The upwards trend continued this week for the Australian wool market off the back of strong demand for all types leading to a large increase in the Eastern Market Indicator (EMI) of 95 cents to close the week out at 1117 cents per kilogram, clean.

The EMI has now risen for five out the last six series, gaining a total of 259 cents over this period, an increase of 30.2pc.

The significant price rises helped to lower the passed in rate, the national passed in rate was only 2.4pc.

According to wool industry specialists, the hope is that the upwards trend continues at a steady enough rate to be able to be maintained.

There is fear there that price rises will see wool come out of storage and quantity increase beyond levels that buyers can currently handle, which would result in the market coming back again.

The Merino fleece attracted strong widespread competition, pushing prices continually higher across all microns and descriptions.

As buyers fought hard to secure quantity, the market continued to rise until the final hammer.

So much so, that in a very rare occurrence, by the end of the week the individual Micron Price Guides (MPGs) in the West (which sold last) for 18.0 through to 20.0 micron were higher than in the East.

As Fremantle only sold over one day, all these gains were experienced on Wednesday, the Western Indicator rose by 113 cents, the largest daily rise in the Western indicator since September last year.

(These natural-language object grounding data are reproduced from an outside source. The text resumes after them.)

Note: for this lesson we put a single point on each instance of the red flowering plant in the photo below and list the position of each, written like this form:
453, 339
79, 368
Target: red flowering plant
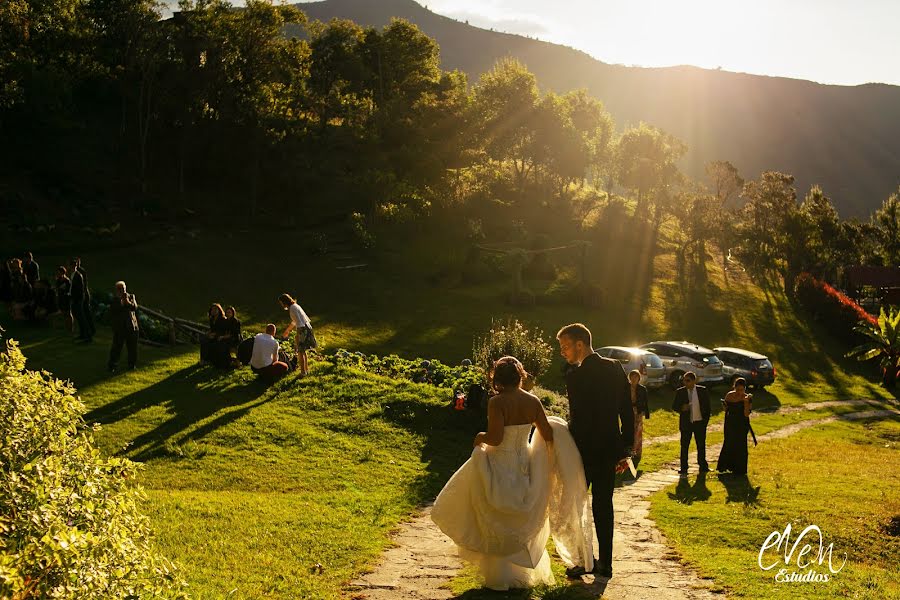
832, 306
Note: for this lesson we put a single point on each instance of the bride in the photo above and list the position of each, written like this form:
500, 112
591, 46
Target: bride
516, 490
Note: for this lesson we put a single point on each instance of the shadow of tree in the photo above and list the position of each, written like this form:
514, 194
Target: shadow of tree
685, 493
191, 395
740, 489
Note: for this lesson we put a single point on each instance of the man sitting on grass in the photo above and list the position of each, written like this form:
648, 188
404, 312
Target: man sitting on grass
264, 361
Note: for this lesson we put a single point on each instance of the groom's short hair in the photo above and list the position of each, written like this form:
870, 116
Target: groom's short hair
577, 332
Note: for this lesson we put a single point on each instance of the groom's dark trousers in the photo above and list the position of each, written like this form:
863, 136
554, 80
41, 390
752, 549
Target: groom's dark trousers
598, 400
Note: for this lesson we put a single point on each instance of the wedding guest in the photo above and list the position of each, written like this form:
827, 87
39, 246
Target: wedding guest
264, 361
80, 300
692, 404
31, 269
43, 301
232, 328
305, 339
20, 289
64, 296
123, 317
737, 402
5, 282
213, 349
641, 408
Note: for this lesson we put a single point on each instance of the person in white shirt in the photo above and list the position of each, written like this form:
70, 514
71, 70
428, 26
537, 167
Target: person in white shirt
264, 361
305, 339
692, 404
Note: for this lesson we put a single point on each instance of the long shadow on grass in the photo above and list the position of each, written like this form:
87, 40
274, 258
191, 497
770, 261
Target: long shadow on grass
192, 395
564, 591
740, 489
685, 493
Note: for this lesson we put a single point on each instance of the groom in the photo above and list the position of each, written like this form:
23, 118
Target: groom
598, 399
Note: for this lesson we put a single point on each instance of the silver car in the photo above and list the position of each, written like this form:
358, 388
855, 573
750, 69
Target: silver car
755, 368
653, 372
681, 357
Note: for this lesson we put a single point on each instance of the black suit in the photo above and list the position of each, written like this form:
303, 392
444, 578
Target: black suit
689, 428
80, 295
125, 330
598, 399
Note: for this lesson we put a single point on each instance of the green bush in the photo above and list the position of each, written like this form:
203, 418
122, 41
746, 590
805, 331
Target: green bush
69, 520
512, 338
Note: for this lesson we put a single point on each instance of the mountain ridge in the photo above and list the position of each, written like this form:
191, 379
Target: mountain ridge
844, 138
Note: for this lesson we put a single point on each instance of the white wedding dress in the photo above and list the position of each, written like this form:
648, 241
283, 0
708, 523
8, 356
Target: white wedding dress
503, 504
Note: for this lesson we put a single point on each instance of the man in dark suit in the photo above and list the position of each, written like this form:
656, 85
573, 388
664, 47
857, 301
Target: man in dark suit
598, 400
123, 315
80, 295
692, 404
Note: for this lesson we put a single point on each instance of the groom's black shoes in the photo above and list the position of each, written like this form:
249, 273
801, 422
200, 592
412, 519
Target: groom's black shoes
575, 572
602, 571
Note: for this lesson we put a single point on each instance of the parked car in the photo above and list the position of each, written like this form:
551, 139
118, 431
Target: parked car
653, 372
681, 357
757, 369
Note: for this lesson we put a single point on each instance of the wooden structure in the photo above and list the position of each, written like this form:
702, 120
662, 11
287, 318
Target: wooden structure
879, 285
187, 329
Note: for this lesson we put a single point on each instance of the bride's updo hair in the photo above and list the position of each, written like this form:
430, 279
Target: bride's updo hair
508, 372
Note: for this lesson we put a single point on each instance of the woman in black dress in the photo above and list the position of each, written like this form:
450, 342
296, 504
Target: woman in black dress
733, 456
64, 296
212, 345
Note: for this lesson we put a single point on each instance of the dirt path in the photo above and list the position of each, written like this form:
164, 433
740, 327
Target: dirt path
423, 560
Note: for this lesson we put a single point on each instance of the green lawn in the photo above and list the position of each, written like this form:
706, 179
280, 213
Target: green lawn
251, 488
842, 477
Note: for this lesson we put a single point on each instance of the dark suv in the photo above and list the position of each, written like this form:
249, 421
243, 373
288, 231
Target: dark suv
755, 368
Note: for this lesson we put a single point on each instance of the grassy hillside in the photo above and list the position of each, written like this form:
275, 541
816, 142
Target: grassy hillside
291, 490
842, 138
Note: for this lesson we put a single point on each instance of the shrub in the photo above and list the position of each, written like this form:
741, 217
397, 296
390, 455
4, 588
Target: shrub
512, 338
834, 308
69, 520
362, 237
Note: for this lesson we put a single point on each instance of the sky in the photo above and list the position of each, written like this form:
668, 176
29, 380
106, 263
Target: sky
846, 42
830, 41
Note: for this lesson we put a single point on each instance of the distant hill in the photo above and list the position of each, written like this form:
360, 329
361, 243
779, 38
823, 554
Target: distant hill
846, 139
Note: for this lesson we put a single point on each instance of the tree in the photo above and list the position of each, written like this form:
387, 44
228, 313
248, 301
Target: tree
774, 230
887, 219
647, 159
505, 99
882, 343
823, 233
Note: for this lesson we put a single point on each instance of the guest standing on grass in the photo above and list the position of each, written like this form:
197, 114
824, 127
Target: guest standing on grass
692, 404
81, 302
20, 289
305, 339
232, 329
213, 349
31, 269
5, 282
64, 296
737, 403
264, 361
641, 409
123, 316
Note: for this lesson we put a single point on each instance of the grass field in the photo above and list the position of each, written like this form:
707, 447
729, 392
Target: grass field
289, 491
842, 477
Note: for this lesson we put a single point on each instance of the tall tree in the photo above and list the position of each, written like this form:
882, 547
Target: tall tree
887, 219
506, 98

Across the country the MPGs for 16.5 to 21.0 micron gained 102 to 158 cents.

The skirting market again followed a similar path to the fleece, strong demand pushed prices up by 100 to 160 cents, 18.0 micron and finer enjoying the largest rises.

The crossbreds recorded further rises but not to the same extent as their merino cousins. The MPGs for 26.0 to 30.0 micron added between 11 and 60 cents for the series.

General increases in locks, stains and crutchings of 30 to 50 cents, pushed the merino carding indicators up by an average of 37 cents.

The large price rises have enticed more sellers to the market, pushing the national offering higher. Next week there is currently 34,093 bales on offer.

The story Wool continues to lift first appeared on Farm Online.